The molten method of acid, this method is at first to make three layers of coaxial monofilament (innermost layer is a sandwich layer, the centre is a cortex, outermost layer is the soluble glass layer), arrange bunchy then, hot melt is drawn into composite filaments, at last this is met filament and places the outermost material (except the coherent fiber bundle two ends) of removing monofilament in the acid solution, and then make each monofilament separately, thereby obtain the pliability of coherent fiber bundle.This process technology limit pass the monofilament quantity of pixel, just directly limited the increase of pixel.This is because if the beam diameter that monofilament is formed, and promptly the coherent fiber bundle diameter is too big, and more than 3mm, the soluble glass in the middle of the video beam can can't be corroded because acid solution can't permeate into smoothly, and then is difficult to the flexility that obtains to expect.
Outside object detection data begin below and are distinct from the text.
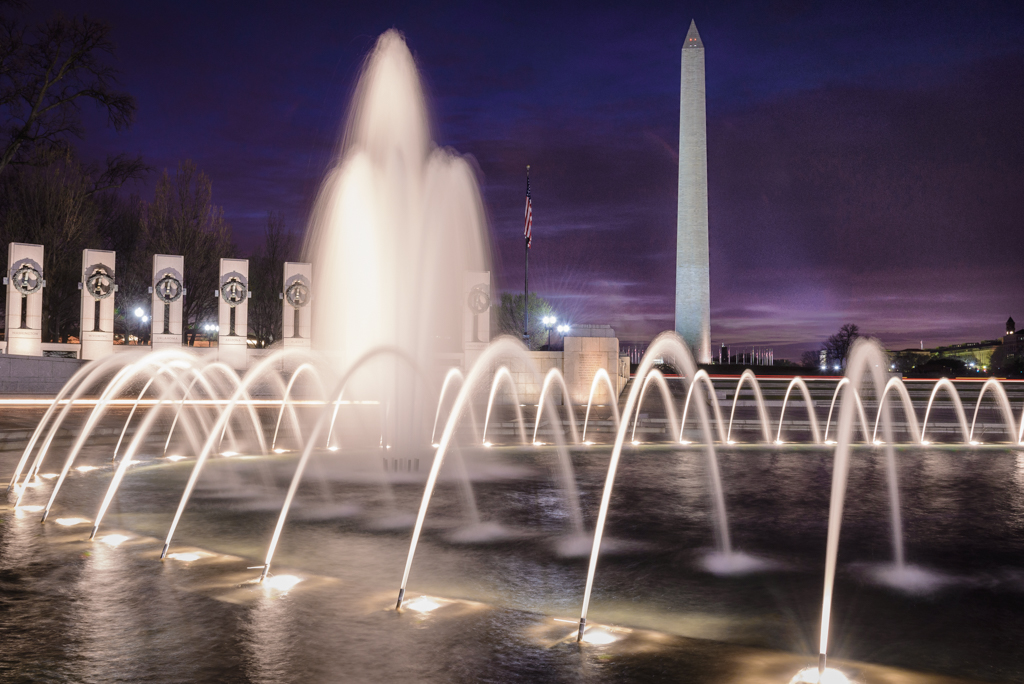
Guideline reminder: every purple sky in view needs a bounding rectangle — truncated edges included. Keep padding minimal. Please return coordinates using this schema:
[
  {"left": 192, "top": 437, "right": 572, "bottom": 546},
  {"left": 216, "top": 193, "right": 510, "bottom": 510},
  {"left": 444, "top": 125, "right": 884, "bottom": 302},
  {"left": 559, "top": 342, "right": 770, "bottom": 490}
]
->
[{"left": 35, "top": 0, "right": 1024, "bottom": 358}]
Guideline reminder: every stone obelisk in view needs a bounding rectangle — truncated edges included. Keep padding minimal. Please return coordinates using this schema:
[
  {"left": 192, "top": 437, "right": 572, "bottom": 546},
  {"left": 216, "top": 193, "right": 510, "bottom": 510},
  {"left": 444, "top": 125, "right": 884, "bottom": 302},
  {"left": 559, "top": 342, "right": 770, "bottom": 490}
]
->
[{"left": 676, "top": 22, "right": 711, "bottom": 364}]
CN1828348A has described the manufacture method that the molten legal system of a kind of acid is made the small section flexible optical fiber image transmission beam.The three layers of coaxial monofilament that adopted three cover crucible manufactured are arranged hot melt then again and are become the rigidity multifilament, at last this multifilament are carried out sour molten processing and become flexible optical fiber image transmitting beam.This method can be made the less flexible coherent fiber bundle in cross section, and diameter is at 0.6~2mm, and effectively logical light area mention high to 40~50%, but pixel is less, be generally about 10000 and below, big again words will be brought very big difficulty to production technology.CN101419308A has described a kind of heavy in section optical fiber image transmission beam.The heavy in section here mainly is that high pixel requires to cause.Final design pixel can be up to 140000, but the diameter of coherent fiber bundle reaches about 5.6mm simultaneously, and resolution is only in 40~60lp/mm scope.This causes (more than the 12um) more greatly because of filament diameter.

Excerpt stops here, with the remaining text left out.